米国市場が直面する景気減速懸念
米国株式は今週、金融引き締めと景気の先行きを巡る思惑で乱高下する動きをみせています。前週にFRB(米連邦準備制度理事会)やECB(欧州中央銀行)が予想通り利上げ幅を(0.75%から)0.5%に縮小した一方、パウエルFRB議長もラガルドECB総裁も記者会見で「継続的に利上げすることが適切である」とのタカ派的な方針を表明しました。

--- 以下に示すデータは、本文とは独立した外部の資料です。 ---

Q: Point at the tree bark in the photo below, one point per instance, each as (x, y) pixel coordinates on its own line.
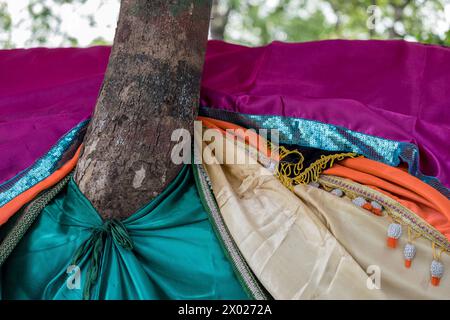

また、複数のマクロ指標が市場予想を下回ったことで、欧米の景気減速懸念が高まったことが株価の上値を抑えました。
図表1は、米国のコンファレンスボード(民間調査機関)が発表している景気先行指数とFRBが発表しているマネーサプライ(M2)の前年同月比伸びを示したものです。景気先行指数の伸びは▲2.7%(10月)とすでにマイナス圏入りしており、景気の減速傾向を予兆しています。
2020年のコロナ・ショック直後にもマイナス圏となりましたが、当時はFRBと財務省が金融緩和と資金供給を拡大。2020年後半はマネーサプライが20%を超える伸びとなり、景気と株価の反転回復を支えました。
ただ、現在のマネーサプライの伸びは、金融引き締めの影響を受け低調となっています。インフレ動向を示すCPI(消費者物価指数)の前年同月比伸びは5カ月連続で減速を示しています(11月)。12月に入っての株価調整は、金融当局に対して「早期の利上げ打ち止め」を催促している動きにもみえます。